At 19:39 GMT, the price of silver (XAGUSD) is trading at $67.30, reflecting a notable increase of $1.80, or 2.75%. This surge can be attributed primarily to a combination of cooling inflation data and shifting market expectations regarding Federal Reserve interest rate cuts.
Recent inflation data has eased just enough to keep the possibility of rate cuts alive, leading to a decline in real yields. Silver tends to thrive in such conditions, benefiting not only from the same monetary influences that affect gold but also from robust industrial demand. Current trends indicate that Fed funds futures are forecasting at least two interest rate cuts by mid-2026, prompting traders to proactively position themselves in anticipation rather than waiting for definitive signals. While it’s important to note that investors are not acting impulsively, there is a growing sentiment that pressing yields lower will become increasingly challenging. However, for the time being, there has been no significant rebound in yields that would cause swift profit-taking among traders.
The physical silver market remains notably tight, and analysts believe that this situation will persist for the foreseeable future. Exchange inventories have been on a downward trend throughout the fourth quarter, with projections suggesting a multi-year deficit for silver supply. This is particularly significant considering that the majority of silver is extracted as a byproduct from base-metal mining. Despite prices reaching record highs, the supply response remains sluggish, allowing the market to absorb speculative flows without alleviating the tight availability.
Wholesale premiums for silver continue to rise, reinforcing the notion that the current rally is not just a temporary fluctuation. Physical buyers are actively paying higher premiums, indicating sustained demand. As long as this trend persists, any dips in price are likely to attract renewed buying interest.

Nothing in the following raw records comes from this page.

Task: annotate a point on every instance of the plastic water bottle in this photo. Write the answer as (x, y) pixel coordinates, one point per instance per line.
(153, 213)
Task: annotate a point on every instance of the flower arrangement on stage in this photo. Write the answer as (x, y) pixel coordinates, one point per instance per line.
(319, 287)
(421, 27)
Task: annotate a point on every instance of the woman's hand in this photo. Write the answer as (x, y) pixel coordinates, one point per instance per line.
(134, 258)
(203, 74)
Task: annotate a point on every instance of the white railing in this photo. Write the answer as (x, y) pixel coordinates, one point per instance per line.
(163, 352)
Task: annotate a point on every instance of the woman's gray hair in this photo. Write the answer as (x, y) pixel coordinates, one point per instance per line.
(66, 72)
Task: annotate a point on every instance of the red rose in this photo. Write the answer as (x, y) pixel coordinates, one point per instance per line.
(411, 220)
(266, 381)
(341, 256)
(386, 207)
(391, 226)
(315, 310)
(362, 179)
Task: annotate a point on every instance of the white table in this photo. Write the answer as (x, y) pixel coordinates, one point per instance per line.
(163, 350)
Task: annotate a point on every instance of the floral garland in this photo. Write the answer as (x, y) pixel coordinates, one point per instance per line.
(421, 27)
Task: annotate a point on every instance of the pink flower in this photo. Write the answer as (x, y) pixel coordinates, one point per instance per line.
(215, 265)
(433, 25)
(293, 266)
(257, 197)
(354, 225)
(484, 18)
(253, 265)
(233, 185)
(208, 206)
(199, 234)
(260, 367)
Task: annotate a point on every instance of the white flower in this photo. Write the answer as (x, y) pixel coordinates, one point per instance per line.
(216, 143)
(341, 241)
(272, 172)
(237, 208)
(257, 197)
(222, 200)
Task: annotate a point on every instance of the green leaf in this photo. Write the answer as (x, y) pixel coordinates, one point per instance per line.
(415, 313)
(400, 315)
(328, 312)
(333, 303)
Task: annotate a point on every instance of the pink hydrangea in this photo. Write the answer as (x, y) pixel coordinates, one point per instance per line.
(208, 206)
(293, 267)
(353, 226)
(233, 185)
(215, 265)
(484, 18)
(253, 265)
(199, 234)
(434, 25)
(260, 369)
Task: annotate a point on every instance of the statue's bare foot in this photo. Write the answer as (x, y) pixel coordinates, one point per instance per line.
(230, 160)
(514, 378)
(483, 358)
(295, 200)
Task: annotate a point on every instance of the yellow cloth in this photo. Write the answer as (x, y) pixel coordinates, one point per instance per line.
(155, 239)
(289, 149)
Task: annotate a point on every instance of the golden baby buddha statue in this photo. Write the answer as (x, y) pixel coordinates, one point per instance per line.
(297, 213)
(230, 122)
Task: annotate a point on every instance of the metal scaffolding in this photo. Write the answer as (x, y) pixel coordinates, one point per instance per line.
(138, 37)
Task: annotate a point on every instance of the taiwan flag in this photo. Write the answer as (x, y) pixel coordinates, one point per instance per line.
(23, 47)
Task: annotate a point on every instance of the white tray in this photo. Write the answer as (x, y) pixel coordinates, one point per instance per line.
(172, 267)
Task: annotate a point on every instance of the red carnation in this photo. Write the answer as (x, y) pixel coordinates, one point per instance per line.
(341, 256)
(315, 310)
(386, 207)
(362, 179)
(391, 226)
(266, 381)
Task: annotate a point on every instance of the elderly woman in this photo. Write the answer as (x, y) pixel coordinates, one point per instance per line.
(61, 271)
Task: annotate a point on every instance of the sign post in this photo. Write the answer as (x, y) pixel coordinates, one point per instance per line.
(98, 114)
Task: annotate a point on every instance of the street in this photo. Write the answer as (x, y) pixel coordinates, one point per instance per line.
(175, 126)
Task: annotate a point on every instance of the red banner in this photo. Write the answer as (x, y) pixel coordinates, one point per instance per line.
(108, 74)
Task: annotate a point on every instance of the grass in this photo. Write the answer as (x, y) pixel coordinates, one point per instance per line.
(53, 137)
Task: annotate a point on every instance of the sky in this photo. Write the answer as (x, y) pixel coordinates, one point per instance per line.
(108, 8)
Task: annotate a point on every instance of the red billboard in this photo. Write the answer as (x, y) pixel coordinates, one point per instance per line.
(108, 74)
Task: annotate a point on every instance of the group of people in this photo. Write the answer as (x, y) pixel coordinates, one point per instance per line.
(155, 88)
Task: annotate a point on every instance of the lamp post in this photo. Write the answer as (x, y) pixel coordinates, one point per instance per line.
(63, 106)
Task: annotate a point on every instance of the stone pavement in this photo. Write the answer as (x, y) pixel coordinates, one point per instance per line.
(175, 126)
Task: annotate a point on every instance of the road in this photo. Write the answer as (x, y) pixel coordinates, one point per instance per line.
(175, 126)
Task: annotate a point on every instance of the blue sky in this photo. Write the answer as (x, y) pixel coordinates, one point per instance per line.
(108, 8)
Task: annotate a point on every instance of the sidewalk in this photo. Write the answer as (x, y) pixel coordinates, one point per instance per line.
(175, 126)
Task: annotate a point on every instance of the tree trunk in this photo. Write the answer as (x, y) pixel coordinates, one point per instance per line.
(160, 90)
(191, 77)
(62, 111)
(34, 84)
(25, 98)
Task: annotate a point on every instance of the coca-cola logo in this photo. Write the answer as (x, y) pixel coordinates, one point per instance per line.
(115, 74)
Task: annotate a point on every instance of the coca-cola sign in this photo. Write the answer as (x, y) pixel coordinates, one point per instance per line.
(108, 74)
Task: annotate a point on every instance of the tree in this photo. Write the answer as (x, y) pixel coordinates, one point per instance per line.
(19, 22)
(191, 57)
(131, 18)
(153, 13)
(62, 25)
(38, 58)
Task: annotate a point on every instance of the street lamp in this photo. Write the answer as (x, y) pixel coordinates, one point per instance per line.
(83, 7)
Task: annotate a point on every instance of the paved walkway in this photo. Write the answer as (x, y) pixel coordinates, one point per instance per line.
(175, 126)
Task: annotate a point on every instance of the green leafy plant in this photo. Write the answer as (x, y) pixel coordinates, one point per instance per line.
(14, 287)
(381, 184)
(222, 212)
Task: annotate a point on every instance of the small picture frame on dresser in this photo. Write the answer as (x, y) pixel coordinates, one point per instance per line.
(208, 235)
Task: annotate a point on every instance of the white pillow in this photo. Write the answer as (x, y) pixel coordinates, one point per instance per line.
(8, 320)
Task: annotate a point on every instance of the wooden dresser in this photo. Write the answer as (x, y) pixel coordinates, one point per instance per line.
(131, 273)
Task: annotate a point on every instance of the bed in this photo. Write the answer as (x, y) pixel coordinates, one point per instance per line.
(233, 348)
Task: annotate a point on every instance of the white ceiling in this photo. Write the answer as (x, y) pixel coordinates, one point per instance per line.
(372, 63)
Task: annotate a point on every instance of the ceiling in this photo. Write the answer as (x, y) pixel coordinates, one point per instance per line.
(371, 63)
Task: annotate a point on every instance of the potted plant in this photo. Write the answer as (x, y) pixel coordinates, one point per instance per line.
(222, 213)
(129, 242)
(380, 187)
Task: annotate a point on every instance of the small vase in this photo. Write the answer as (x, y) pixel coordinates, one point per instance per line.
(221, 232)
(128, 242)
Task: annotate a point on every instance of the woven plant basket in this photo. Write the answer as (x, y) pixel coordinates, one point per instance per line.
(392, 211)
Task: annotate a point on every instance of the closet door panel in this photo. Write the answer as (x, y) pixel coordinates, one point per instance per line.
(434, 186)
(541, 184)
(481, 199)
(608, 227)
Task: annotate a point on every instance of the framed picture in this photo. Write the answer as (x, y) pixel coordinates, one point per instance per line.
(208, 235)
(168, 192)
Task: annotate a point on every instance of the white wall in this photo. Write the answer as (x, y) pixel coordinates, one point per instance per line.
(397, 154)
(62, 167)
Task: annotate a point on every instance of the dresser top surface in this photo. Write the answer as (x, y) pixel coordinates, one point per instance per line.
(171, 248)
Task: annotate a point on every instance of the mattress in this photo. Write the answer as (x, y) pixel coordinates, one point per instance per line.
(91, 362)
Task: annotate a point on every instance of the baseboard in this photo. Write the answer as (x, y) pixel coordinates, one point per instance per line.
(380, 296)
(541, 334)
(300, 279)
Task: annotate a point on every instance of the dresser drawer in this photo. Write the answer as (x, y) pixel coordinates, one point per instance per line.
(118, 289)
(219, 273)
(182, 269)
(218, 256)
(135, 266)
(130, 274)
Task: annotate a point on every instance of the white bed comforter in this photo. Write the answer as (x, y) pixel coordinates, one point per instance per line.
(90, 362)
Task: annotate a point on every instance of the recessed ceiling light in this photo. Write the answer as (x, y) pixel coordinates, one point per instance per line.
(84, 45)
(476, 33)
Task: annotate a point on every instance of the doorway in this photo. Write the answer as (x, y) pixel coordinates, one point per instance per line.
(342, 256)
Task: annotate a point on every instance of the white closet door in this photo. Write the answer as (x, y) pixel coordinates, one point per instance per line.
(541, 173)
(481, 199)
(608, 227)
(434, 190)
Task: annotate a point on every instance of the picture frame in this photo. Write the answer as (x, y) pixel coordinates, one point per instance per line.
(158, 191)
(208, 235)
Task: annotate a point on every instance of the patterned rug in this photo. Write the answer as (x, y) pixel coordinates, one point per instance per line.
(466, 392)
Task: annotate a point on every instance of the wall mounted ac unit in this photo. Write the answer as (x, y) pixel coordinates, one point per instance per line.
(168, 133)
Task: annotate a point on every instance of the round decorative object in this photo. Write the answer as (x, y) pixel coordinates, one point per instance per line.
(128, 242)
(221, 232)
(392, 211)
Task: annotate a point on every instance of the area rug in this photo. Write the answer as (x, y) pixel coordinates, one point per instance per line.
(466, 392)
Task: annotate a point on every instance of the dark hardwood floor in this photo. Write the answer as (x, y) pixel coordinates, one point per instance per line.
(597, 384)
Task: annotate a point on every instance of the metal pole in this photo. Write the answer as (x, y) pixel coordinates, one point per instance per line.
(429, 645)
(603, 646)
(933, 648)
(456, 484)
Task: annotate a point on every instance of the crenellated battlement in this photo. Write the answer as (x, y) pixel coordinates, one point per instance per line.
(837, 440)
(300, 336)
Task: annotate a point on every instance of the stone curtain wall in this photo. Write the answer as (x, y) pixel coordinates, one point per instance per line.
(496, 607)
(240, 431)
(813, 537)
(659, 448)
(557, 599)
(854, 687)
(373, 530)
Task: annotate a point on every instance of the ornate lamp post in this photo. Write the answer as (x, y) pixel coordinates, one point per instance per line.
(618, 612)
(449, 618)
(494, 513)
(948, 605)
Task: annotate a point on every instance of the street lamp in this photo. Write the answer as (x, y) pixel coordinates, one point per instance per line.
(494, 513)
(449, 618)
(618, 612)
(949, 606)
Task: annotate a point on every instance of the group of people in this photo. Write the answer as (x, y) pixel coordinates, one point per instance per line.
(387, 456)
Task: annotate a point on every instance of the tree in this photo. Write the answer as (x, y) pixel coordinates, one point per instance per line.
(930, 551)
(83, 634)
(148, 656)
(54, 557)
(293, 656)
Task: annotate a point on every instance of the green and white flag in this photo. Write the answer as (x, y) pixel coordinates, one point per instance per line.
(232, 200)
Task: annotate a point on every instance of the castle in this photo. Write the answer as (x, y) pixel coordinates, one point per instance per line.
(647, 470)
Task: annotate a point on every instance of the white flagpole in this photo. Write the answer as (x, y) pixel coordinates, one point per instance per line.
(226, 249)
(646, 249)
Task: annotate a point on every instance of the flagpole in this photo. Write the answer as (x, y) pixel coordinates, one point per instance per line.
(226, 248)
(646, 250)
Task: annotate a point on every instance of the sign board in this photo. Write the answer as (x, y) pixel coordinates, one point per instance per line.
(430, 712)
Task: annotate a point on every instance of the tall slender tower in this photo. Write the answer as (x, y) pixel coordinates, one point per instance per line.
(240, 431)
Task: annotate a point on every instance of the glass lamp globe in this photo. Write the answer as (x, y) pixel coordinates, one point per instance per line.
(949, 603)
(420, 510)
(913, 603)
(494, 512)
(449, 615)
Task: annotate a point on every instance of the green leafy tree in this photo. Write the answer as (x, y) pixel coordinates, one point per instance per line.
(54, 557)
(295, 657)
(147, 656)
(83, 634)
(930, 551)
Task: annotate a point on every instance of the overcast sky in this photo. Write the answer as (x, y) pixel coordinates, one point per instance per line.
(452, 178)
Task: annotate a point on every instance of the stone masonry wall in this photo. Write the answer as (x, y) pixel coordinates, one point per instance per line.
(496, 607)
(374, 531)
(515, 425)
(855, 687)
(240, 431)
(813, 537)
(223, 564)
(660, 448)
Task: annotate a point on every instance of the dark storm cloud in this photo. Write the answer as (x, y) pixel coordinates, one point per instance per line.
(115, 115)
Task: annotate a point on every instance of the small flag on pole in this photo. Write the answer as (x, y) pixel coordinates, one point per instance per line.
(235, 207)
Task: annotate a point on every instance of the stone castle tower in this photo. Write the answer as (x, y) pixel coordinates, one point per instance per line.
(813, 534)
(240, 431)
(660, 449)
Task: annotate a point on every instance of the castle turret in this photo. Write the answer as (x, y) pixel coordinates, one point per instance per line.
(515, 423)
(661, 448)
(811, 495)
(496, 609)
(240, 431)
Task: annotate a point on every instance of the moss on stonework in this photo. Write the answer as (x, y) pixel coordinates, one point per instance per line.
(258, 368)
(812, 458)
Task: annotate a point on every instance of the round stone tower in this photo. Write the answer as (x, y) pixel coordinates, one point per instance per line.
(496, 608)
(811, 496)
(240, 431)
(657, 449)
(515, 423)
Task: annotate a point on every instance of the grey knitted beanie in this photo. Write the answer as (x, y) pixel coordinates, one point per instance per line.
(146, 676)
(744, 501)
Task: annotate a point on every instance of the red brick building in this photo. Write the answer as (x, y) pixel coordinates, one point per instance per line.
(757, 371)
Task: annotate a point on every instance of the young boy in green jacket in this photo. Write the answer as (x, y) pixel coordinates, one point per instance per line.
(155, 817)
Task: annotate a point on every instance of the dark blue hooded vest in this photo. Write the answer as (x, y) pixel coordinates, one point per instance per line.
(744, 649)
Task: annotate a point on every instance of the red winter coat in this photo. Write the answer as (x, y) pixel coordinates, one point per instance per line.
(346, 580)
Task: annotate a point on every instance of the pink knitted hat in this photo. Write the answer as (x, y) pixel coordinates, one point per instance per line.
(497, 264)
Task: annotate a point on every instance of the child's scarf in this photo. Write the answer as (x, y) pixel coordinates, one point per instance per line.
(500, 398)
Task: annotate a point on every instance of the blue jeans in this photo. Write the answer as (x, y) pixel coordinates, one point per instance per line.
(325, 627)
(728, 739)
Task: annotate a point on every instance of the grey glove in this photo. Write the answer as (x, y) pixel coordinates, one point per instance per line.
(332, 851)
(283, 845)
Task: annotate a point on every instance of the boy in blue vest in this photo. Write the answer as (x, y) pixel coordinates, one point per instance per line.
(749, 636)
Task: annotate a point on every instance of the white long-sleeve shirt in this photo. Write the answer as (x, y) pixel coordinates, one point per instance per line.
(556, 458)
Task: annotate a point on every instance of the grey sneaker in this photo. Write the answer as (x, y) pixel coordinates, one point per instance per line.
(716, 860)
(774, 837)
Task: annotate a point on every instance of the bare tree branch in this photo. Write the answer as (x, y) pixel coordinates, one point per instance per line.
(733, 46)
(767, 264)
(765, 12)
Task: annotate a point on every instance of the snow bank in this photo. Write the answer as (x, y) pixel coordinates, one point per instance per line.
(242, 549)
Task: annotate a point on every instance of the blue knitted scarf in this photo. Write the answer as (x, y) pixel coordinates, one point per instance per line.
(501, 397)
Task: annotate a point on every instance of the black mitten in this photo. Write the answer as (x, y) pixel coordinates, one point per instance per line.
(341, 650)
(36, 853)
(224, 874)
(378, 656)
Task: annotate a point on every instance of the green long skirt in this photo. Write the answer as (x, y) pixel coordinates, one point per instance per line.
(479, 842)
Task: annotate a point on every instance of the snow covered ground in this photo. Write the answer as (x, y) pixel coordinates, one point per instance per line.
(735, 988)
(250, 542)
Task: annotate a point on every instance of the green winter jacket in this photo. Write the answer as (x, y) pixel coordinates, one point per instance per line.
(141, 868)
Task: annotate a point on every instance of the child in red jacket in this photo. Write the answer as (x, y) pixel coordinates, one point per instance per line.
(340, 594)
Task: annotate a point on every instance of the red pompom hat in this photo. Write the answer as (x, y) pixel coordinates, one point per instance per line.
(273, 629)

In terms of industrial consumption, sectors such as solar energy, electronics, and electric vehicle supply chains continue to drive demand for silver. Fabrication demand has remained surprisingly resilient, even at elevated price levels. Production schedules across various industries have not been significantly reduced, establishing a supportive floor for the market amid fluctuations. This industrial demand represents a key advantage for silver, setting it apart from gold, and is a critical factor in its consistent outperformance in recent months.